C'est fascinant de voir comment une série destinée à un public adulte a été réappropriée par des adolescents qui y trouvent une critique sociale pertinente et, surtout, des personnages attachants. Bruno Salomone a su incarner cette « parenthèse cool », un espace où les règles sont assouplies par la bienveillance et le second degré. C'est un message qui résonne particulièrement fort aujourd'hui, dans un monde souvent perçu comme anxieux et performant.
La fin d'une époque de l'humour
Avec sa mort, c'est un peu un chapitre de l'histoire de l'humour français qui se tourne. Celui de la transition entre le café-théâtre et la télévision, celui des groupes potaches qui sont devenus des stars mondiales. Bruno Salomone était de ces artistes qui ont réussi à préserver leur authenticité malgré la célébrité. On ne lui a jamais prêté de scandales, de comportements divas ou de polémiques inutiles. Il était resté ce Marseillais de cœur, simple et direct.
Sa discrétion sur sa maladie confirme cette humilité. Il a affronté son épreuve en privé, continuant à travailler tant qu'il le pouvait, laissant au public l'image d'un homme en bonne santé, souriant et actif. C'est une forme de don ultime : protéger ses fans de sa souffrance pour ne leur laisser que le souvenir de la joie.

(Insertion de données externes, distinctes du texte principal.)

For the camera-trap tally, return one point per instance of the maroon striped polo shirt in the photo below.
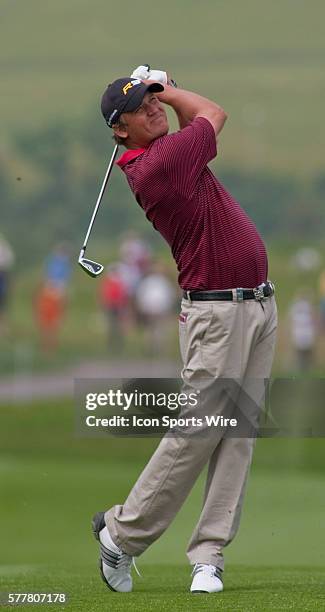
(213, 241)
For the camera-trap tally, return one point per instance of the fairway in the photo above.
(52, 482)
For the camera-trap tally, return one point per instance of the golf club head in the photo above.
(91, 267)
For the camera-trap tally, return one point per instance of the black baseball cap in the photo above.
(124, 96)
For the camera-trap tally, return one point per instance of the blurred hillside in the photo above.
(263, 62)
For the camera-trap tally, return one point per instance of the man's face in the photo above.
(145, 124)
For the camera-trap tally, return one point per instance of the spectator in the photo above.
(6, 263)
(58, 268)
(114, 299)
(303, 331)
(155, 298)
(49, 308)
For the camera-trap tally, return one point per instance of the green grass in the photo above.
(262, 61)
(84, 332)
(165, 588)
(53, 481)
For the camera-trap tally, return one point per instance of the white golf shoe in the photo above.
(206, 579)
(114, 564)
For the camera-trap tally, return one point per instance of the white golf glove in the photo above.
(144, 72)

Conclusion : Au revoir, l'ami
Bruno Salomone s'en va à 55 ans, emportant avec lui son rire inimitable et sa bonhomie. De la scène des Nous ç Nous aux plateaux de Fais pas ci, fais pas ça, en passant par les plateaux de cinéma avec Jean Dujardin, il a sillonné l'hexagone pour y semer la bonne humeur. Son combat contre la maladie s'est achevé aujourd'hui, mais sa lumière restera allumée à travers ses œuvres.

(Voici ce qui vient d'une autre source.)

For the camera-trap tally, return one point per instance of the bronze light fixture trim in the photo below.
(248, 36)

Nous garderons en mémoire ce père cool qui essayait de comprendre le langage des jeunes, cette voix off sarcastique de Burger Quiz, ce rival d'Igor d'Hossegor qui nous faisait autant rire que détester. La France perd un artiste de talent, mais surtout un homme de cœur. Comme il le disait lui-même à propos de sa série préférée, les retours du public sont « dingues ». Aujourd'hui, ce sont les retours d'hommages qui sont dingues, et ils lui sont tous destinés. Merci, Bruno, pour toutes ces fous rires partagés.